Pa. Treasury not alone in ditching active money managers

Pennsylvania Treasurer Joe Torsella - (Photo / File)

When Pennsylvania’s Treasury Department announced last week that it was taking about $1 billion out of the hands of active money managers, it joined a growing flood of investors embracing passive investment strategies.

Treasurer Joe Torsella directed the department to transfer all of its $2.4 billion in public equity investment holdings to passive strategies over the next six months. That means placing the stocks – about $1 billion of which are managed by professionals who try to “beat the markets” – in funds that replicate a market index like Standard & Poor’s 500 or the Russell 3000.

Torsella believes the change will save Pennsylvania an estimated $5 million per year in fees – a drop in the bucket for the state’s projected $3 billion deficit, but a drop that Treasury estimates will compound to about $195 million in savings over the next 20 years.

“I think the evidence is fairly convincing that, when it comes to stocks, thinking you can beat the market is a recipe for paying too much,” Torsella said.

The move makes Pennsylvania one of a growing number of investors, big and small, ditching active management strategies in favor of ones that mirror the markets. Since 2006, the number of actively managed funds in the U.S. has decreased almost 15 percent.

The rationale among these investors is that passive strategies mean paying fewer fees to expensive money managers who actively pick  stocks to invest in. A growing body of research, including an analysis by S&P, shows that actively managed funds rarely outperform passively managed ones anyway, especially after fees are factored in.

Not everyone agrees. When Montgomery County booted 15 outside money managers from its employee retirement fund in 2013, one manager warned a passively managed fund risked losing money in a downturn.

“You’ll come crawling back,” another manager reportedly predicted.

Many firms take a less hard-line approach, saying an active strategy is not right for everyone, but can be appropriate for certain kinds of investments. Others argue the fees are not as steep as passive-investing proponents have led people to believe in recent years. 

The most passionate embracers of a passive strategy brush off the more ominous prognoses from money managers as fear-mongering by people afraid of losing their jobs. Tim Decker falls in that camp.

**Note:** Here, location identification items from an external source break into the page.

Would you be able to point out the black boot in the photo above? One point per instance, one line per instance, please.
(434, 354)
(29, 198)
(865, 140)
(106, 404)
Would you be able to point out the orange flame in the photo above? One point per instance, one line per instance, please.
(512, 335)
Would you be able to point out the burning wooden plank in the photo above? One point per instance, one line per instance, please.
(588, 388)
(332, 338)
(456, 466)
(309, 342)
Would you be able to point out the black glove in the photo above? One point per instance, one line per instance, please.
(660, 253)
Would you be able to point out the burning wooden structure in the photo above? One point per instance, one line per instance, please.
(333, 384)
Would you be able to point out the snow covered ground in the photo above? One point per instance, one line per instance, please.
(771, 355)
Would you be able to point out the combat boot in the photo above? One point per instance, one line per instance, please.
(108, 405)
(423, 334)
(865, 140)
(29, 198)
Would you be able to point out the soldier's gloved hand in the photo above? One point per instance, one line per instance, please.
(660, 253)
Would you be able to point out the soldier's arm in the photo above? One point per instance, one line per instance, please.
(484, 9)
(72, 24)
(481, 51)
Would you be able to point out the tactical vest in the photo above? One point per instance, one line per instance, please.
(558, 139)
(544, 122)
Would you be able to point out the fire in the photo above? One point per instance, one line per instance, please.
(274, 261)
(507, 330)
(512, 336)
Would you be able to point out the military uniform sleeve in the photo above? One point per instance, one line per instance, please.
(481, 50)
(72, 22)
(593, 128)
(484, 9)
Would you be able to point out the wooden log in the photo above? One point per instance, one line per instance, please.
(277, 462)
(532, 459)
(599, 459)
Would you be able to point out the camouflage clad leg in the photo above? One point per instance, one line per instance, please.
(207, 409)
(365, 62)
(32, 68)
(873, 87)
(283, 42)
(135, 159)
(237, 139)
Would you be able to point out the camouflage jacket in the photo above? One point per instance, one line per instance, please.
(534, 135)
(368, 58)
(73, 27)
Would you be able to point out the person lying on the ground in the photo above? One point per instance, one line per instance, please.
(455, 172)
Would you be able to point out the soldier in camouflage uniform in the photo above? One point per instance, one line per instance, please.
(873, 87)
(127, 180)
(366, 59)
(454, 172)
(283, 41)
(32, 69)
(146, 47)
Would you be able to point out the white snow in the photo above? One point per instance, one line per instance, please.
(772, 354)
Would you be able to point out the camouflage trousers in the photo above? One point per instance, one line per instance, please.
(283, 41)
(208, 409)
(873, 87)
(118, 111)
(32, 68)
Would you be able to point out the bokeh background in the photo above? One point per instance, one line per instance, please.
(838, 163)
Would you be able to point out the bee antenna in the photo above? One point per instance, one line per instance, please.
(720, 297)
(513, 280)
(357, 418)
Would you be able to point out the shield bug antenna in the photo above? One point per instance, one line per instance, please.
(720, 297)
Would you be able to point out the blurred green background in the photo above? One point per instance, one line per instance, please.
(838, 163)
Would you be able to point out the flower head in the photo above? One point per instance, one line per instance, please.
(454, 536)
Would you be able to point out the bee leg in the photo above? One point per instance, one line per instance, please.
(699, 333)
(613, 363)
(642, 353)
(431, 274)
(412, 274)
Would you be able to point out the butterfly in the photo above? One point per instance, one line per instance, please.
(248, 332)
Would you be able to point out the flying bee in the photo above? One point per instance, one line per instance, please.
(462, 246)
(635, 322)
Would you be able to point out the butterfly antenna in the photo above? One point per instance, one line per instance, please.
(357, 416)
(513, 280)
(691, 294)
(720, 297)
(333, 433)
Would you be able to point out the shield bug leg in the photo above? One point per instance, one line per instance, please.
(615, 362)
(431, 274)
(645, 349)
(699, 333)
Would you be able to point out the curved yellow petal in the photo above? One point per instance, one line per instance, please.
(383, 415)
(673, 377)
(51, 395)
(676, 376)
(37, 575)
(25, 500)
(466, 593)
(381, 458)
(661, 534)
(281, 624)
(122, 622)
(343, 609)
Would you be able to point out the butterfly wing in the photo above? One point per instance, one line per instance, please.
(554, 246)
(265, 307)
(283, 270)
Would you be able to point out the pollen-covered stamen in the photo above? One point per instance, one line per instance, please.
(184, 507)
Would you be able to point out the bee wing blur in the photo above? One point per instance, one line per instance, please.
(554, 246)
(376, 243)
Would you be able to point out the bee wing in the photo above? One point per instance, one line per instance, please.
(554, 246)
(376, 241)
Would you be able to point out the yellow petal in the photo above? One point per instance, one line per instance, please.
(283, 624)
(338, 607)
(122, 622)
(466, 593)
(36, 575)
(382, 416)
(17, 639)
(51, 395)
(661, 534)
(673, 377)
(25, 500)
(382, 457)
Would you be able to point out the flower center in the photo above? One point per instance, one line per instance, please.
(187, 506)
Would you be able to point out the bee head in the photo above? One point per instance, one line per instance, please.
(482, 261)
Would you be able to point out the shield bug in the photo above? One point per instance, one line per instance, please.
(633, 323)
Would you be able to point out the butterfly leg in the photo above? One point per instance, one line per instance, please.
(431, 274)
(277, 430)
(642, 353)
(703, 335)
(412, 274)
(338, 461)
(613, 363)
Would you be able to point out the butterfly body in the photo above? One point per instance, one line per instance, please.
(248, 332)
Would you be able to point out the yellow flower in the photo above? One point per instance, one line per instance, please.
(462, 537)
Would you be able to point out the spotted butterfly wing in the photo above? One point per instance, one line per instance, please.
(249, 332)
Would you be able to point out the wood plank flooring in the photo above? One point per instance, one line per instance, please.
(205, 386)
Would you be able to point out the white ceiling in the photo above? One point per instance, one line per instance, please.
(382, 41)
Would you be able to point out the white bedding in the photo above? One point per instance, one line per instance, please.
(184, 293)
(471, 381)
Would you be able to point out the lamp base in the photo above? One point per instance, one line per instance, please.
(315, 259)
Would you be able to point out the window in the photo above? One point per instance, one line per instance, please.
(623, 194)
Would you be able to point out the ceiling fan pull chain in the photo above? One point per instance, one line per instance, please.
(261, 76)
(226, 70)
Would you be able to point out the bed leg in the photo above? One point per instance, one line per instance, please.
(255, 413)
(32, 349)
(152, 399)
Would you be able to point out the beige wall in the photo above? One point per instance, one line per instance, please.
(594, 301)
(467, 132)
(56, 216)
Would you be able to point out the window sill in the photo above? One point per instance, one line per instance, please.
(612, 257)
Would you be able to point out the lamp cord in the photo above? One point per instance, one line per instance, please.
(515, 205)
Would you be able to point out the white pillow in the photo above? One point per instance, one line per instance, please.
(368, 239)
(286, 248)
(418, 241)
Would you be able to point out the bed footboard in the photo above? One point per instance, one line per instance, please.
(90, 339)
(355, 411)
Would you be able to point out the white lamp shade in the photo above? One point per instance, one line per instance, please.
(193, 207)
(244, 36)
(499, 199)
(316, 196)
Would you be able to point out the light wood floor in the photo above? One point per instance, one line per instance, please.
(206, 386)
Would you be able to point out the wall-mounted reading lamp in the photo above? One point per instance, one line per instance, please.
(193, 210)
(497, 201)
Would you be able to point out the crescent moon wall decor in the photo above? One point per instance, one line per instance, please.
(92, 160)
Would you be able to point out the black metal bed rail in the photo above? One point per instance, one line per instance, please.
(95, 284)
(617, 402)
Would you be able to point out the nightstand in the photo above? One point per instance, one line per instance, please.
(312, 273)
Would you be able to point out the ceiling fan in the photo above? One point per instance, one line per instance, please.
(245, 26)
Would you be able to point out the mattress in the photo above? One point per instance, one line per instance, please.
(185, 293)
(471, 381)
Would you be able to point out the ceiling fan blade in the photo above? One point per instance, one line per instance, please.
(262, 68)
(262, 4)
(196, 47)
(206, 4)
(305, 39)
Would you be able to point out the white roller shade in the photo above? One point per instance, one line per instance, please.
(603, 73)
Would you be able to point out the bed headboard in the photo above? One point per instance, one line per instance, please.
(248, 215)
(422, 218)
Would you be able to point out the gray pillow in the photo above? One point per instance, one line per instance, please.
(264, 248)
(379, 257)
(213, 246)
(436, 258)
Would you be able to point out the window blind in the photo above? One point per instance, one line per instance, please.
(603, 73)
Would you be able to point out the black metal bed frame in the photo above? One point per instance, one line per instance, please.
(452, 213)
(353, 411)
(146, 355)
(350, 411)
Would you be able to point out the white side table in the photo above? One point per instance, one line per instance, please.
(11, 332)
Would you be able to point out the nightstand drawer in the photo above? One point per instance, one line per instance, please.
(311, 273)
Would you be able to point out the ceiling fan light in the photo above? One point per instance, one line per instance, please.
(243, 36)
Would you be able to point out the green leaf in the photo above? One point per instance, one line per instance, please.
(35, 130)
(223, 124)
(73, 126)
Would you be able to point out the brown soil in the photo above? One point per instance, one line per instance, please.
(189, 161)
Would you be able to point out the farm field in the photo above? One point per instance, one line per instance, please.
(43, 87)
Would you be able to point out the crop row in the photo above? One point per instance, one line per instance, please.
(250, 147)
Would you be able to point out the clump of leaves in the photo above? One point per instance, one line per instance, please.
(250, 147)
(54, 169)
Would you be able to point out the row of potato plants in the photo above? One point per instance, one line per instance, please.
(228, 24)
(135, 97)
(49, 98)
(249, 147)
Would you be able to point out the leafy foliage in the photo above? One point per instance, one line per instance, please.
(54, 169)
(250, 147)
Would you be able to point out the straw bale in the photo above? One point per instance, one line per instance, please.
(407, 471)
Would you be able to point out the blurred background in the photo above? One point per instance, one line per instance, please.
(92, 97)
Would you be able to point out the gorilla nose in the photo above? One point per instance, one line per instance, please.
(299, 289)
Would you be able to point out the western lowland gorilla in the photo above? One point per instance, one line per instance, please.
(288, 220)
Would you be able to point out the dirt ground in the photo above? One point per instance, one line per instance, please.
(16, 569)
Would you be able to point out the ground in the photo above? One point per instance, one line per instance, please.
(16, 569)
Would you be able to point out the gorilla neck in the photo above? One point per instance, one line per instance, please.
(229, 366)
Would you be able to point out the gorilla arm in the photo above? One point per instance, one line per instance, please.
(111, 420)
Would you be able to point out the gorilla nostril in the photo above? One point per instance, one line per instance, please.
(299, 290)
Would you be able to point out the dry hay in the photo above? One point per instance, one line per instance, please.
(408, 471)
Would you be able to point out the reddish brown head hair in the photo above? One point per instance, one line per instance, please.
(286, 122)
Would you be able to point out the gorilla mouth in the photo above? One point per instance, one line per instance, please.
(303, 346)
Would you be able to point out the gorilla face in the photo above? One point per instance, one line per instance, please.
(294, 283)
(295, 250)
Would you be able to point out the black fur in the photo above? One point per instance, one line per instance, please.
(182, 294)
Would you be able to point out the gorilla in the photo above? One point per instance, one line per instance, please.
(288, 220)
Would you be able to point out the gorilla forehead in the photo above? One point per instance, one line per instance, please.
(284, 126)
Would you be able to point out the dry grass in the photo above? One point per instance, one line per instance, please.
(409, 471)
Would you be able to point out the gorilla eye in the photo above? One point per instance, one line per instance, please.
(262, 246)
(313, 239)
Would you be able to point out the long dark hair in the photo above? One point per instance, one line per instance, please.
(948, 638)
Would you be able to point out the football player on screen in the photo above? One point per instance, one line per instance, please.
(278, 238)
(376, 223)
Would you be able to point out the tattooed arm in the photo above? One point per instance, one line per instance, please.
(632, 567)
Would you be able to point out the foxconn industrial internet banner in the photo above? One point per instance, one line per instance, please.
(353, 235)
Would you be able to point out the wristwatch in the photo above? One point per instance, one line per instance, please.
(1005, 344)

Decker, president of ISI Financial Group in Lancaster, has for years extolled what he sees as the values of passive investment strategies. 

Active managers try to outperform market returns by either identifying mispriced securities – i.e. saying they know something about a company’s stock that isn’t already reflected in its price – or “timing the market” by predicting the financial effects of things happening in politics or the economy.

Both strategies, he said, rely on the assumption that the manager knows something the rest of the world doesn’t. To Decker, that logic doesn’t add up.

“It’s a very obvious conclusion when you look at the evidence,” he said.

Torsella believes much the same – although his philosophy behind the switch to passive investment extends beyond the potential for savings. Even if a manager could reliably make the right predictions, he believes the government has no right to take risks with taxpayer money, especially when the Treasury has such a long history of political scandal.

The Treasury, he added, “is not in the business of gambling.”

Torsella and Gov. Tom Wolf hope the state’s pension funds will follow suit. 

Friday, both officials endorsed a letter to the Pennsylvania State Employee Retirement System and State Employee Retirement System urging them to adopt annual fee caps, consolidate certain operations and expand the state’s deferred compensation plan to certain county and municipal employees.

The letter says SERS could save $46 million annually just by adopting fee caps. Research, they say, shows Pennsylvania needs to make that move: SERS and PSERS collectively rank fourth-highest in the U.S. in terms of fees paid as a percentage of assets under management. 

A passive investment strategy could play a part in the funds’ fee reduction. The proposal not new – similar ones have floated around the state for years – but Torsella noted such a move is no longer without precedent.

States like Nevada and California have cut ties with many money managers in recent years, he said, and one of Pennsylvania’s pension funds already indexes a portion of its stock holdings.